The required materials are as follows:
1. Original and photocopy of real estate license and state-owned land use certificate;
2. Original property mortgage contract;
3. The identity certificate or legal person qualification certificate of the mortgagor;
4. Power of attorney (when entrusting others to handle it);
5, real estate mortgage registration application (provided by the mortgage registration department);
6. Marriage certificate or divorce certificate, etc.

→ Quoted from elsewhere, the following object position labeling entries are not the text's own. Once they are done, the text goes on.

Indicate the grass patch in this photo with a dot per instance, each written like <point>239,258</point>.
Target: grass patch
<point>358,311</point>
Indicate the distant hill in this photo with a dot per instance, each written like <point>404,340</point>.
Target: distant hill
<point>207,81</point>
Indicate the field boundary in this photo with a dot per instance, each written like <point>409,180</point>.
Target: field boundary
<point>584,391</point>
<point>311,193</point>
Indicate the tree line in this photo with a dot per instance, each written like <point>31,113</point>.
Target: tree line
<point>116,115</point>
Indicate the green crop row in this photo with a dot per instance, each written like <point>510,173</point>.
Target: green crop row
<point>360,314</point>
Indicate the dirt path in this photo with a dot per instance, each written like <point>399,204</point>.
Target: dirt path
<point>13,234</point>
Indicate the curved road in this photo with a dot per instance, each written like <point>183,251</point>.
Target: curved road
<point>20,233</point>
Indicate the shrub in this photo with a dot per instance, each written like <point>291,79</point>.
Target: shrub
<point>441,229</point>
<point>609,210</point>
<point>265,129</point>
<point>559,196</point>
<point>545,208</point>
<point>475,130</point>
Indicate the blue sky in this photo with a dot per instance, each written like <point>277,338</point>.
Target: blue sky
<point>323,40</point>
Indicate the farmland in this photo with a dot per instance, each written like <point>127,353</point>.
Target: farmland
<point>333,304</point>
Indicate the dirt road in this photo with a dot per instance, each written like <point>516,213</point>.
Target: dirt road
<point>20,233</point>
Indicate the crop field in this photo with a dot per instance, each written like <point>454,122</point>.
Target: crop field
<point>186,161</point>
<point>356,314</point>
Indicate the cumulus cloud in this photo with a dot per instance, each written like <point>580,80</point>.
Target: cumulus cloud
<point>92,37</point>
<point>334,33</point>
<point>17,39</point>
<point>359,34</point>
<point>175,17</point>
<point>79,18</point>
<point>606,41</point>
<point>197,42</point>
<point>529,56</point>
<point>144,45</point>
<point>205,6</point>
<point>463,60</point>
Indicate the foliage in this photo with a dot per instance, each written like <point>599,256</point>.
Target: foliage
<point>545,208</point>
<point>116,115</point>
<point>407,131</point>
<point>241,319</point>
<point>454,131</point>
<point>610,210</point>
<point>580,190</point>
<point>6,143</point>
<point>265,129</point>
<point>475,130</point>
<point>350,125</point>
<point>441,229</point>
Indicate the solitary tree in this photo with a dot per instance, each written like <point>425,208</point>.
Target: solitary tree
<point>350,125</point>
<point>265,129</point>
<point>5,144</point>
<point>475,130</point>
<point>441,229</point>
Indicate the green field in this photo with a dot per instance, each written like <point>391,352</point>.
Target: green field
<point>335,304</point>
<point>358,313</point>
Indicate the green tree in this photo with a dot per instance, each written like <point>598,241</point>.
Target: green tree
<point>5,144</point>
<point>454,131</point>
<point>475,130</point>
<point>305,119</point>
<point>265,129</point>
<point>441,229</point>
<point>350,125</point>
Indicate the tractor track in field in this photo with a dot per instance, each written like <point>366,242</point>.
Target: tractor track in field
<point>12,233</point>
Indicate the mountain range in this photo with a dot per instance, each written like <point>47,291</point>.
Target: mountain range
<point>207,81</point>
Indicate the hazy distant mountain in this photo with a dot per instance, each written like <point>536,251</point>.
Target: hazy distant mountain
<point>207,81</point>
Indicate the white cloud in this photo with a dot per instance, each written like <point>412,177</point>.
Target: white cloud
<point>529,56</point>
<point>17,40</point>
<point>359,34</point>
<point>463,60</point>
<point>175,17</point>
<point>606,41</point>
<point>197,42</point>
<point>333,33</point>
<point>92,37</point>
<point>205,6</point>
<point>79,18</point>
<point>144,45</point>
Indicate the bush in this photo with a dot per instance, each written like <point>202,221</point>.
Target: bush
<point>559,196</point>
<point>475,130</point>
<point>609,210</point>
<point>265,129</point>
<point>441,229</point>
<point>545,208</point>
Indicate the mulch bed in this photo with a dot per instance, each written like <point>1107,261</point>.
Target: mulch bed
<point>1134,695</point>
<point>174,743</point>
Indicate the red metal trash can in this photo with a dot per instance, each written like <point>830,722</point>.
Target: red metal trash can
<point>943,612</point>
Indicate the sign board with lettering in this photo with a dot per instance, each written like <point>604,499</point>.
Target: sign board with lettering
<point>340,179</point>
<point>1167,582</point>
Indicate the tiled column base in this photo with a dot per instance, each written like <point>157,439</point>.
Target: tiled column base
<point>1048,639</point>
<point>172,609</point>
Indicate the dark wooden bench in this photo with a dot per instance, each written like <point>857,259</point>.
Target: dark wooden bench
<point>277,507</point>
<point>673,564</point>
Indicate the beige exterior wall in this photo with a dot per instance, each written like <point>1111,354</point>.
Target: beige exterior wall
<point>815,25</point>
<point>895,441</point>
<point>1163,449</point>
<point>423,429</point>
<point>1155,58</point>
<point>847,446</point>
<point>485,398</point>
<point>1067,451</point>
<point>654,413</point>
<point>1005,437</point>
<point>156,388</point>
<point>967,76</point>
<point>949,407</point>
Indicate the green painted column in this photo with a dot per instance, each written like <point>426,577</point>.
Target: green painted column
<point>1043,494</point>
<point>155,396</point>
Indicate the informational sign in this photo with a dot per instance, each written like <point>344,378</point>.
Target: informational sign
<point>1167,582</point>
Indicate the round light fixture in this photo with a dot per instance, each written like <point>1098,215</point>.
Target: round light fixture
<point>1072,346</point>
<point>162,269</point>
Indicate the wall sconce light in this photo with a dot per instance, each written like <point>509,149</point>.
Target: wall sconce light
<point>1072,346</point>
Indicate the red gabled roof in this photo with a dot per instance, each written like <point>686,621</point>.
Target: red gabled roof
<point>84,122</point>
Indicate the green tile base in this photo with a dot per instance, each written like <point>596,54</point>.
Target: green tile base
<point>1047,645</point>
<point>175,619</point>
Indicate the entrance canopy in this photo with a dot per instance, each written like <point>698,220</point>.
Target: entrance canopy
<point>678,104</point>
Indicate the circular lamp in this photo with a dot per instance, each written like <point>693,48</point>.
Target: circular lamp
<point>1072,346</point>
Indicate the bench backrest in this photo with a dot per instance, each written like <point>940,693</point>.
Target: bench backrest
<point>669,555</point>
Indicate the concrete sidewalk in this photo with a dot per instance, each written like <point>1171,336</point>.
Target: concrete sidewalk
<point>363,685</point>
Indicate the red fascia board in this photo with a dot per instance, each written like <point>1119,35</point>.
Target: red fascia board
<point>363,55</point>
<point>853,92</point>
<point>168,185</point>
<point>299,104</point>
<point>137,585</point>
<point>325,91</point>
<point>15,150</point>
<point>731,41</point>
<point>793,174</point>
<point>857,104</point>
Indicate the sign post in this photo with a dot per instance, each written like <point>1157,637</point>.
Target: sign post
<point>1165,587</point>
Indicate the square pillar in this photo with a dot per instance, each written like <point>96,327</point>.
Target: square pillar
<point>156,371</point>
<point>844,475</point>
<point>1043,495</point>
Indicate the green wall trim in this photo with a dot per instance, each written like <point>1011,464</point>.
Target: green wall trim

7. Other materials that need to be proved.
Loan terms:
(1) has legal identity;
(2) It has a stable economic income, the ability to repay the principal and interest of the loan, and no bad credit record;
(3) There is a legal and effective purchase contract;
(4) If the newly purchased house is used as the maximum mortgage, it must have a legal and effective purchase contract, the age of the house is within 10 years, and a down payment of not less than 30% of the total price of the purchased house has been prepared or paid;
(5) If a house mortgage loan has been purchased, the original house mortgage loan has been repaid for more than one year, the loan balance is less than 60% of the value of the mortgaged house, and the mortgaged house has obtained the house ownership certificate, and the age of the house is within 10 years;
(6) Being able to provide effective guarantee recognized by the loan bank;
(7) Other conditions stipulated by the lending bank.
Third, what is the company's real estate mortgage loan process?
1, application;
2. Inspection: check the operation, financial status, mortgaged assets, tax payment, credit status and business owners of the enterprise, and initially determine whether to guarantee;
3. Communication: communicate with the loan bank to clarify the amount and duration of the loan to be granted by the bank;
4. Guarantee: determine legal procedures such as guarantee and counter-guarantee agreement, asset mortgage and enterprise registration, sign guarantee contracts with loan banks, and formally establish guarantee relations with banks and enterprises;
5. Lending: The bank issues loans to enterprises on the basis of reviewing the guarantee, and at the same time collects guarantee fees from enterprises;
6. Tracking: directly track and check the operation status of the enterprise through the quarterly tax payment, electricity consumption and cash flow increase and decrease;
7. Prompt: Prompt in advance one month before the enterprise repays the loan;
8. Cancellation: Cancellation of mortgage registration with the bank repayment form of the enterprise;
9. Record: record the credit status of this guarantee, which is divided into four grades: normal, abnormal, overdue and bad debts, and provide credit records for subsequent guarantees;
10. Filing: sorting, filing and sealing various agreements signed with banks and enterprises, as well as vouchers after loan repayment and vouchers for cancellation of guarantee, for future reference.